Breaking Bad re-watch: Season 5, Episode 7: "Say My Name"


This one makes me sad. I really liked Mike (Jonathan Banks) even when he was just a recurring part in the show’s mid-period, with his gruff deadpan and workman efficiency at any dirty job. If he hadn’t become anything beyond that, I still would have been disappointed to see him go. But he did become more than that, gaining a larger role in the narrative last season, and then our sympathy in this one as Walt (Bryan Cranston) passed him on the bad scale. So his demise actually feels quite tragic.

And yet the way the show builds up Mike’s character to the point that we despair at his death is so subtle you could miss it. We don’t expect him to be more than a nameless goon at first, but Banks grows on you so well that you never notice how his role gets bigger and bigger. The establishing scenes with his granddaughter seem to be nothing more than a small throwaway touch. But she’s the only glimpse of Mike’s humanity away from the job we see, and watching him have to leave her behind to escape the feds this episode is very sad. The whole episode feels like the world is closing in around Mike, and we feel as nerve-wracked as we did when the same was happening to Walt and Jesse (Aaron Paul) in times past. We forget that just last season, this man was an antagonist, a goon for Gus Fring. And just when we realize we actually care about Mike...he's gone.

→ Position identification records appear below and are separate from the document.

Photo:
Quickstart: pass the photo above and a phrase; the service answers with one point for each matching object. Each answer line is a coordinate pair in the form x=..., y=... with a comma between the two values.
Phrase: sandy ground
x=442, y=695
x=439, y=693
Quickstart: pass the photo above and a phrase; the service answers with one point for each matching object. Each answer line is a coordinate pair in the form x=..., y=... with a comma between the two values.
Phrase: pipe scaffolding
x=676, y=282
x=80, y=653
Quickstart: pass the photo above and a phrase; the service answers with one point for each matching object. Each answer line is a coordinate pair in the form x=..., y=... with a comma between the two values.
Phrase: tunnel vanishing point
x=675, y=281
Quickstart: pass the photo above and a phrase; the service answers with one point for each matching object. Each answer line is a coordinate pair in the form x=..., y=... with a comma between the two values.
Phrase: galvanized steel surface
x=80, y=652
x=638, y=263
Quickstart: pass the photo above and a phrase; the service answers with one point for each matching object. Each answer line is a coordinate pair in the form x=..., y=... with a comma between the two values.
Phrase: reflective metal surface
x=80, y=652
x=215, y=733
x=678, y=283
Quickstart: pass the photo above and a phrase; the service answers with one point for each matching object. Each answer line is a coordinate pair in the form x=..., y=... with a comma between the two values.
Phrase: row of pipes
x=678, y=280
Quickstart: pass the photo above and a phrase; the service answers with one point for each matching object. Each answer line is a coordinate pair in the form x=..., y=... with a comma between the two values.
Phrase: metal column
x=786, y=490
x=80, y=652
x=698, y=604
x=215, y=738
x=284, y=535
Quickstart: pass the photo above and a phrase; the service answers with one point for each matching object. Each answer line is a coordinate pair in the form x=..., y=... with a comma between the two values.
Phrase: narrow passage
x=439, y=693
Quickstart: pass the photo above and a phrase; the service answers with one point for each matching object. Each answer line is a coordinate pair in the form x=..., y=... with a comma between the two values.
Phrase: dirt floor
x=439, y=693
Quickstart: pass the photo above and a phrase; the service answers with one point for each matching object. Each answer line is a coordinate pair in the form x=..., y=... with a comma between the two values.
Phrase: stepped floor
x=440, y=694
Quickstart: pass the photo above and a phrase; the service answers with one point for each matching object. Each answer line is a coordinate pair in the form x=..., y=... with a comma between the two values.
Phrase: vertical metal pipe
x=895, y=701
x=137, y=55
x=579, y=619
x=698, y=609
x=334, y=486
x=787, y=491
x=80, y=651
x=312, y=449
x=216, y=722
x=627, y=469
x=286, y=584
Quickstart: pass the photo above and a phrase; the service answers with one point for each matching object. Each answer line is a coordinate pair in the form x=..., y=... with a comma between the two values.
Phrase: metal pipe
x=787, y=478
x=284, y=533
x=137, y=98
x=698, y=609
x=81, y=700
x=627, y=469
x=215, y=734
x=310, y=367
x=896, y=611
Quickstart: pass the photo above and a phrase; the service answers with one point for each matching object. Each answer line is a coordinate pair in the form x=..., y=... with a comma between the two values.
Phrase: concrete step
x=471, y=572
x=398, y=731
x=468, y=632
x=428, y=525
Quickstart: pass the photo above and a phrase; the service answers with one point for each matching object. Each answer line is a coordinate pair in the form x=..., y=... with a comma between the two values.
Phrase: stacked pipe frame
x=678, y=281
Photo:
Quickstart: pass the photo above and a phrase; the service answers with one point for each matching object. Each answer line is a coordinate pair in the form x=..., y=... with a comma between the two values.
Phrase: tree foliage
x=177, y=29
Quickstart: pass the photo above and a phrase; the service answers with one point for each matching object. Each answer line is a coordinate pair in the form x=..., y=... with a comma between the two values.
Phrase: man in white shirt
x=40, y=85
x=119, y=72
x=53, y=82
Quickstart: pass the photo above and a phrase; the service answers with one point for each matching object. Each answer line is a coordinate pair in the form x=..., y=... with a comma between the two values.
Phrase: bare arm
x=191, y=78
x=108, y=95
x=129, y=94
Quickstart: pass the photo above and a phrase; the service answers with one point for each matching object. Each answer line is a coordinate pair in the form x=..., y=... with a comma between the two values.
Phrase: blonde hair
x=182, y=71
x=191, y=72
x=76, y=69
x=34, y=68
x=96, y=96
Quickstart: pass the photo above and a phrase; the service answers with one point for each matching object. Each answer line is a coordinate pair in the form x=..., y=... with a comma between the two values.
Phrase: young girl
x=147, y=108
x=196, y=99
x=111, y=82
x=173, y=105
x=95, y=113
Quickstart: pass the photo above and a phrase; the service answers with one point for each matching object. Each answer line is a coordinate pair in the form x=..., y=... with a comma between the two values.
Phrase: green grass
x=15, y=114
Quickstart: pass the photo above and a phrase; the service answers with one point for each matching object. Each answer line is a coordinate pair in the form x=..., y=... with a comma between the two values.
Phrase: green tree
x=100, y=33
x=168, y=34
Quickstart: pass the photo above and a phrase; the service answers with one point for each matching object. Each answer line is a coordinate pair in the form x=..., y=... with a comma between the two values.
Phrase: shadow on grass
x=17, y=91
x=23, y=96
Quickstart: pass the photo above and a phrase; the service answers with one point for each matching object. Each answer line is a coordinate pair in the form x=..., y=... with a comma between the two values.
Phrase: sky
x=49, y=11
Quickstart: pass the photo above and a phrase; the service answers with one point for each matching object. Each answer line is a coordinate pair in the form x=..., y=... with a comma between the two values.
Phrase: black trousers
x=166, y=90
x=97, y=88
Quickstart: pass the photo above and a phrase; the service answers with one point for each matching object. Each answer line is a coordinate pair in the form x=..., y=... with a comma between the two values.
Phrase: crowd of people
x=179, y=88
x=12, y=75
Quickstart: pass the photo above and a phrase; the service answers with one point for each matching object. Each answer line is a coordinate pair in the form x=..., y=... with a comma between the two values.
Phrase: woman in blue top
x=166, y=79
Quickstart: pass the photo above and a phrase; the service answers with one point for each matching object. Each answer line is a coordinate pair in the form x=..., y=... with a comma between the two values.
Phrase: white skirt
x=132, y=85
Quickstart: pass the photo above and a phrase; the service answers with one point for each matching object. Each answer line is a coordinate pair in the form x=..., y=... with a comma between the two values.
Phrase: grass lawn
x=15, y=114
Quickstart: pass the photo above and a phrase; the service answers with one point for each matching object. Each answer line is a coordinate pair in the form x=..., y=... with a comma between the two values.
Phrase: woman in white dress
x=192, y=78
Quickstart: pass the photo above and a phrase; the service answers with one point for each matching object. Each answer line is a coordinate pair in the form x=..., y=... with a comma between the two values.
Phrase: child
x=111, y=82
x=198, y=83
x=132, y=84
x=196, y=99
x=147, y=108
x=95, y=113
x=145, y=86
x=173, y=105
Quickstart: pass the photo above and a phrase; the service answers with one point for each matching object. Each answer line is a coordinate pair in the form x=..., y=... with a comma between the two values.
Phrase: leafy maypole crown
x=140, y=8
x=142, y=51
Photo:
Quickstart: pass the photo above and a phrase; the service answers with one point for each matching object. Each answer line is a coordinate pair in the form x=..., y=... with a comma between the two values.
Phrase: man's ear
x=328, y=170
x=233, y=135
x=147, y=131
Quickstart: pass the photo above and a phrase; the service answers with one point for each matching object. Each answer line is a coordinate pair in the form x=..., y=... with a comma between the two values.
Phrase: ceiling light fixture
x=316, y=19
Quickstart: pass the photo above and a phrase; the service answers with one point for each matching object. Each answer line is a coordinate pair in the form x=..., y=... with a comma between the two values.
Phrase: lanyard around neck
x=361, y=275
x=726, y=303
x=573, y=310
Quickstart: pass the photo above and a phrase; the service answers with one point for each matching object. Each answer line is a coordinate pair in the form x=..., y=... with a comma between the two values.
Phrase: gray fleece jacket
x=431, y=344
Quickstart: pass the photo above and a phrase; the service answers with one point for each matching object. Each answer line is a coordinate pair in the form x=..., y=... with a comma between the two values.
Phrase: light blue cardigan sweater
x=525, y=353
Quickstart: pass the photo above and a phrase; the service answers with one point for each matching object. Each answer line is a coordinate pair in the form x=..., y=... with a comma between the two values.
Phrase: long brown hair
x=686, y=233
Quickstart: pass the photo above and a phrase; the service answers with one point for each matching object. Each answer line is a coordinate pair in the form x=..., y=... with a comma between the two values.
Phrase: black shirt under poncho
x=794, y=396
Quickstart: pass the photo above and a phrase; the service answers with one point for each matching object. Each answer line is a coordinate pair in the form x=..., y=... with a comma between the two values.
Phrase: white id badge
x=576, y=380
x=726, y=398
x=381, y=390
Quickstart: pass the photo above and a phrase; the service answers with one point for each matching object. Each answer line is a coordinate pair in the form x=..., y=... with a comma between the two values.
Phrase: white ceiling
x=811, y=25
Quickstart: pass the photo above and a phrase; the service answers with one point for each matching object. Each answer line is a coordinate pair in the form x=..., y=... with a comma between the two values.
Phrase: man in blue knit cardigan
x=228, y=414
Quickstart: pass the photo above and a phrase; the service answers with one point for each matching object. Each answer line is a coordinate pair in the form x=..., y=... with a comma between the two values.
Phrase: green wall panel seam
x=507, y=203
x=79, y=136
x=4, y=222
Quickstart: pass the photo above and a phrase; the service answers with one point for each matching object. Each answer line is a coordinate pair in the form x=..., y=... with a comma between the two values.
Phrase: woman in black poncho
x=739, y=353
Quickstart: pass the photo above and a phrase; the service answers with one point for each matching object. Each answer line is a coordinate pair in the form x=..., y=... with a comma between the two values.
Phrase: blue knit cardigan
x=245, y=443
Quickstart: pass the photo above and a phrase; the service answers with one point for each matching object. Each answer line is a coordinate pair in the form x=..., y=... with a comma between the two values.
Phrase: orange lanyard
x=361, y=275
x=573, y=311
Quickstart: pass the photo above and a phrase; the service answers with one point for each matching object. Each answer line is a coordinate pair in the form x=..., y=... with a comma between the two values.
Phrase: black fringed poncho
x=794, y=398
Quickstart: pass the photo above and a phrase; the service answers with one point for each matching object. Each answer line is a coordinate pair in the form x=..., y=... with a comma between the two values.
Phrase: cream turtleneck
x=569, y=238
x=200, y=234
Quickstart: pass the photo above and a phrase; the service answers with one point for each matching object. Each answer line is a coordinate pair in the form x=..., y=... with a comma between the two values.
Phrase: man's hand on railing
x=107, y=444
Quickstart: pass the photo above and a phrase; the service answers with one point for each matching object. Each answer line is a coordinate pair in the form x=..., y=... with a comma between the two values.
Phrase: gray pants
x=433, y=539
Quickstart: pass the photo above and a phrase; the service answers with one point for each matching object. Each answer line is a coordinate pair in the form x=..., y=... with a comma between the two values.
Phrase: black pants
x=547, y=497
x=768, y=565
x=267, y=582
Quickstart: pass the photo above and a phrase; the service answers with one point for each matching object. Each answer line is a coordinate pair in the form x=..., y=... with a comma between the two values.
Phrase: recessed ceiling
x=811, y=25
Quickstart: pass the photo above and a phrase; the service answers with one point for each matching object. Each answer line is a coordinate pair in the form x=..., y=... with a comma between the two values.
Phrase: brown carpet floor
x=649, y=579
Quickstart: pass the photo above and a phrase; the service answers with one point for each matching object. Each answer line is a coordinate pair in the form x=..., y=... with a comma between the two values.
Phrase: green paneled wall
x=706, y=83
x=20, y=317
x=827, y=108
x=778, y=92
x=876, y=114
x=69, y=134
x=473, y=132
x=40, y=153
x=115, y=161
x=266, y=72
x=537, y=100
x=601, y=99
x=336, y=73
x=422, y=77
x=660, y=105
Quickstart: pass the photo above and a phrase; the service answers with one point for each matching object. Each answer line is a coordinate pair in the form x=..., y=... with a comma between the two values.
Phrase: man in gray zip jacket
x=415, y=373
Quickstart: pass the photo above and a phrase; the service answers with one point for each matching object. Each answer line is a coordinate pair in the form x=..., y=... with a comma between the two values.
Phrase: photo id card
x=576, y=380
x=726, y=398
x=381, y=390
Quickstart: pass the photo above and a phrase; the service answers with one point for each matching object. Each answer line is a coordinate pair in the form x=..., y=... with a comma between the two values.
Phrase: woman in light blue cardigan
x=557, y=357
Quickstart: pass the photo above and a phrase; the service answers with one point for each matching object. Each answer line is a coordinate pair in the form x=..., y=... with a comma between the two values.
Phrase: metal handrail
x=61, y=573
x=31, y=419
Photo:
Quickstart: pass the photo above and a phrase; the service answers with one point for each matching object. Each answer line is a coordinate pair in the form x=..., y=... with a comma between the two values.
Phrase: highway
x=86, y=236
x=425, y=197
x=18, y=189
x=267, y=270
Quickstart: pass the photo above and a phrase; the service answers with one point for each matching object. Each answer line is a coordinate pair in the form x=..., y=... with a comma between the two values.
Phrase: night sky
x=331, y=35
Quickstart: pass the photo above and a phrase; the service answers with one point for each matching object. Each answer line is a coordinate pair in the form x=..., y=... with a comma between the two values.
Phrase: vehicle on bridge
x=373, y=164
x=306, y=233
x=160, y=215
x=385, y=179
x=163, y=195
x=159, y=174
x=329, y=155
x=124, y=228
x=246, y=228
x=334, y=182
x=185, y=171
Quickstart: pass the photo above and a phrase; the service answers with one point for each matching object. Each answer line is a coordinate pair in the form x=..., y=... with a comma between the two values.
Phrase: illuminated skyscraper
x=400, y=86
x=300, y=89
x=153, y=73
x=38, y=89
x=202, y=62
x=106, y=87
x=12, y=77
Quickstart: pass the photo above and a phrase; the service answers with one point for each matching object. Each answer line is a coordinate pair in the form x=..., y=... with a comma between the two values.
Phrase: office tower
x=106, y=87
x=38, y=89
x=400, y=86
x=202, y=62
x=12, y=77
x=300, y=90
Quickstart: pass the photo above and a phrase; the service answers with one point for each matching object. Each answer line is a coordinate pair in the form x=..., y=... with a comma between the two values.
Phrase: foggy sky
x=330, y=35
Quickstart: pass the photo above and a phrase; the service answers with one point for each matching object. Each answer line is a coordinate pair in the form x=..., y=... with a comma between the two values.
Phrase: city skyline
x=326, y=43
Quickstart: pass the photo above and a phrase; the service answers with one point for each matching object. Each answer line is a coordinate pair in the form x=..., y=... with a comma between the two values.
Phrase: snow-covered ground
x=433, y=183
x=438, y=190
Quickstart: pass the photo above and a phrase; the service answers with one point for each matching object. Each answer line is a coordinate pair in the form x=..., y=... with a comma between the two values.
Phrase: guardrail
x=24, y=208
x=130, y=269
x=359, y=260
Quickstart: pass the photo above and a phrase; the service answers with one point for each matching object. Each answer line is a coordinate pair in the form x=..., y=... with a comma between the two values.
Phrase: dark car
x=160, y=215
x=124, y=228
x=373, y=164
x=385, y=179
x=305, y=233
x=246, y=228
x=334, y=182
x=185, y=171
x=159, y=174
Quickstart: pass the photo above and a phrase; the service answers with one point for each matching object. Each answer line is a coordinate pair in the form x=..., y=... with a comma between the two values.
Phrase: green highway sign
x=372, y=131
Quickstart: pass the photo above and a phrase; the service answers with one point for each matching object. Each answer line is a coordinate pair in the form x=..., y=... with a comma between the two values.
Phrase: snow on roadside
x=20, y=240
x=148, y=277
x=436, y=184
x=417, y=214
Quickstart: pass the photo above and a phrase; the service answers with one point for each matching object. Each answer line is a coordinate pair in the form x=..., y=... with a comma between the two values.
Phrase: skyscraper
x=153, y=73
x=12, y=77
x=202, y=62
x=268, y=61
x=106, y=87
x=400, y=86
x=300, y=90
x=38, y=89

I was disappointed how Mike got killed on my first viewing, as it seemed like they only did it to get him out of the way. I’m still a little let down (he could have at least put up some resistance), but this time it seemed a little more fitting in the story. Inevitable, even. Not that it’s any consolation, but Mike turned out to be right about Walt being a time bomb.

He’s more than that, really; he’s now fully Heisenberg, a volatile, destructive force that destroys everything around him. Not just Mike, but also his family, who he’s driven out of his house. And his marriage, as Skyler (Anna Gunn) now won’t even speak or look at him. He even drives away Jesse, the one person who could kind of wrangle him in (note that Jesse was there to temper the other disputes between Walt and Mike this season, but not their last one). This makes Walt’s sudden show of remorse after shooting Mike—very out of character after the cold, manipulative demeanor he’s shown the rest of the season—a little more plausible. His last shred of his humanity realizes too late that he’s killed every relationship in his life, even though Mike was the only one he actually murdered.

You could say two characters suffered tragic losses this episode. I feel sorrier for Mike’s.